Dois meses após o início da ofensiva, o regime do Talebã entrou em colapso, e seus combatentes fugiram para o Paquistão. Isso não significou, entretanto, o fim do grupo.
Com o tempo, sua influência voltou a crescer e, em paralelo, os militantes passaram a lucrar centenas de milhões de dólares por ano com negócios que iam do comércio de drogas à mineração.
Um novo governo apoiado pelos Estados Unidos chegou em 2004, mas o Talebã seguiu realizando ataques e atentados. Com a ajuda de soldados afegãos, as forças internacionais tentavam conter o grupo convalescente. O conflito teve um impacto enorme sobre os afegãos, tanto civis quanto militares.
Então, os problemas no Afeganistão começaram em 2001?
A resposta mais curta é "não". O país vivia em um estado quase permanente de guerra fazia décadas, ainda antes da invasão americana.
No final dos anos 1970, o Afeganistão foi um dos palcos dos conflitos entre os dois polos da Guerra Fria. Naquela época, o então governo comunista que comandava o país tinha apoio dos soviéticos, que chegaram a enviar tropas para lutar contra os combatentes do movimento de resistência, conhecidos como mujahideen e apoiados por Estados Unidos, Paquistão, China e Arábia Saudita, entre outros países.
O conflito se estendeu por mais de uma década. As tropas soviéticas se retiraram em 1989, mas a guerra civil continuou. Do caos que se seguiu surgiu o grupo chamado Talebã (palavra que pode ser traduzida como "estudantes").
Como o Talebã ganhou tanta influência?
O grupo avançou inicialmente na região de fronteira entre o sudoeste do Afeganistão e o norte do Paquistão no início da década de 1990 com a promessa de combater a corrupção e melhorar a segurança da população, que vivia no dia a dia os efeitos de uma guerra civil destrutiva.
Com o crescimento, o grupo passou a introduzir ou apoiar punições a contravenções baseadas na lei islâmica, como execuções públicas de assassinos e de adúlteros condenados e amputações para os considerados culpados do crime de roubo.
Os homens eram obrigados a deixar a barba crescer e as mulheres, a usar a burca, um véu que cobre o rosto e o corpo. Televisão, música e cinema foram proibidos e meninas com mais de 10 anos passaram a enfrentar cada vez mais dificuldades para que pudessem ir à escola.
O Talebã nunca realmente deixou de existir?
No decorrer das últimas décadas, o grupo chegou a passar por momentos de dificuldade que, entretanto, nunca foram duradouros.
Em 2014, no fim do que se desenhava como o ano mais sangrento no Afeganistão desde 2001, as forças internacionais, temendo permanecer no país indefinidamente, encerraram suas missões de combate, deixando para o Exército afegão a missão de lutar contra o Talebã.

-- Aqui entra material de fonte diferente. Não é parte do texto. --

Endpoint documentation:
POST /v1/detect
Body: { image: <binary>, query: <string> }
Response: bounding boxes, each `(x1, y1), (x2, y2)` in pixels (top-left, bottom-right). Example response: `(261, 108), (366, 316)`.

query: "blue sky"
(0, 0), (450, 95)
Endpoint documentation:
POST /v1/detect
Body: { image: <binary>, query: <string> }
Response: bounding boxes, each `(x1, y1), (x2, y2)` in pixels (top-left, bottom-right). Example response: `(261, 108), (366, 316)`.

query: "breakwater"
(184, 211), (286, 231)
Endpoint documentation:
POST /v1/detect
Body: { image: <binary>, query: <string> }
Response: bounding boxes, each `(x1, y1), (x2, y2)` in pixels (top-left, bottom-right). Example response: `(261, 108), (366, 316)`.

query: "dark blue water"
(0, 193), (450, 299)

Esse vácuo fortaleceu o grupo, que conseguiu se expandir territorialmente com ataques contra o poder público e alvos civis. Em 2018, uma investigação da BBC apontou que o Talebã estava ativo em cerca de 70% do país.
Quais os custos do conflito?
Mais de 2,3 mil militares americanos foram mortos e mais de 20 mil, feridos. Em termos econômicos, a fatura para o contribuinte nos Estados Unidos chega perto de US$ 1 trilhão (R$ 5,2 trilhões), apontam estimativas.
O maior impacto, contudo, deu-se sobre a população afegã: alguns levantamentos apontam que cerca de 60 mil membros das forças de segurança perderam a vida. Quase 111 mil civis foram mortos ou feridos desde que a Organização das Nações Unidas (ONU) começou a registrar sistematicamente os números de vítimas civis em 2009.
Um acordo com o Talebã
Em fevereiro de 2020, os Estados Unidos e o Talebã assinaram um "acordo para trazer a paz" ao Afeganistão que há anos vinha sendo discutido.
Segundo seus termos, os Estados Unidos e seus aliados militares da Organização do Tratado do Atlântico Norte (Otan) concordavam em retirar todas as tropas do território em troca do compromisso do grupo de não permitir que a Al-Qaeda ou qualquer outro grupo extremista operasse nas áreas que controla.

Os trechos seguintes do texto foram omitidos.